A good sharding function will index the data evenly across all nodes, and will possibly try to ensure as many search operations as possible can be performed on as the smallest amount of shards as possible.

For example, if we index Facebook and twitter data, and we know most searches look for only Facebook or only twitter, then we can optimise our sharding function by asking it to shard based on the post ID and the origin, so all tweets are on one portion of our cluster, and all Facebook posts are on the rest of the nodes. This way, most search operations will have to access only half of the nodes.

It is important to note replication is orthogonal to sharding - once you achieved sharding you can replicate each shard individually.

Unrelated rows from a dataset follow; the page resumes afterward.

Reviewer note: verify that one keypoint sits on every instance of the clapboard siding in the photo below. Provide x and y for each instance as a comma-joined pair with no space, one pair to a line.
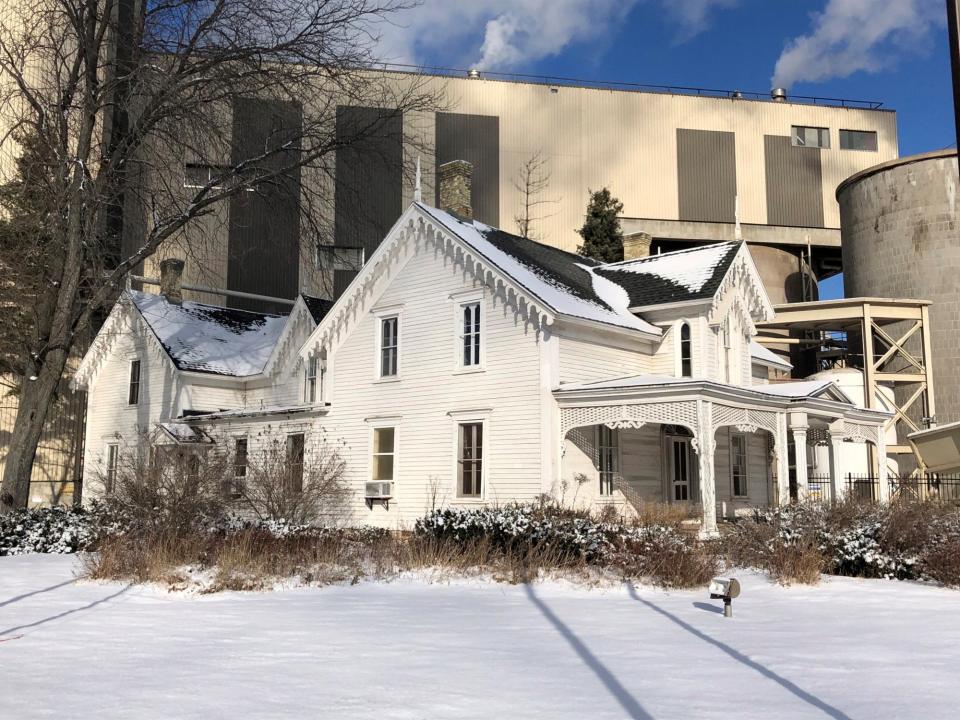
584,360
508,391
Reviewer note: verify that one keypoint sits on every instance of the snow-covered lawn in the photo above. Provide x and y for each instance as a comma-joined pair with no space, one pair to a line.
408,649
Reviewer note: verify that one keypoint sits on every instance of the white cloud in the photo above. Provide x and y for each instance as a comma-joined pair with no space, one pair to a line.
849,36
507,34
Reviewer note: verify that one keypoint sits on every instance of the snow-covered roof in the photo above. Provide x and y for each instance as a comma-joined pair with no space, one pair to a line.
683,275
764,356
253,412
182,433
210,339
580,287
566,283
788,390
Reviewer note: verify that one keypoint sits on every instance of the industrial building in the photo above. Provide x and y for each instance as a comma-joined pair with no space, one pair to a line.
685,162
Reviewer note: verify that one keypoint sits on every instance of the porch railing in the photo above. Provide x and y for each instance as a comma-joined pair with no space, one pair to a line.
819,488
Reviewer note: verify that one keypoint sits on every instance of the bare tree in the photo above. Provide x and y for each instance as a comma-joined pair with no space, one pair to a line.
530,183
278,487
113,102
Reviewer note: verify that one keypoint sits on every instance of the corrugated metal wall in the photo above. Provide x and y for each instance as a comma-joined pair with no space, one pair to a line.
264,237
476,139
794,178
369,178
706,175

As you may have figured out by now, indexing data on multiple servers means search queries will have to ask multiple servers for results. While Lucene is great at providing results ordered by relevance, this doesn't work well in a distributed scenario as scores given by one node can't really be compared to scores given by another. Merging two sets of results from 2 nodes and sorting by score will most of the time produce bad results. Or at least, we could do better. So this is a problem we had to take into account.

Elasticsearch

Fortunately for us, we didn't have to implement all that from scratch. Elasticsearch implements this and more in a highly optimised and flexible way, and we decided to use it as our search server technology, wrapping Lucene to provide us excellent scaling out capabilities.

With Elasticsearch it is very easy to create a large cluster of nodes all running one large index, or even multiple indexes. Replication is obviously supported, and a lot of the nitty gritty details of building a distributed system and search engine are already taken care of. And that includes proper scoring of results coming from multiple nodes.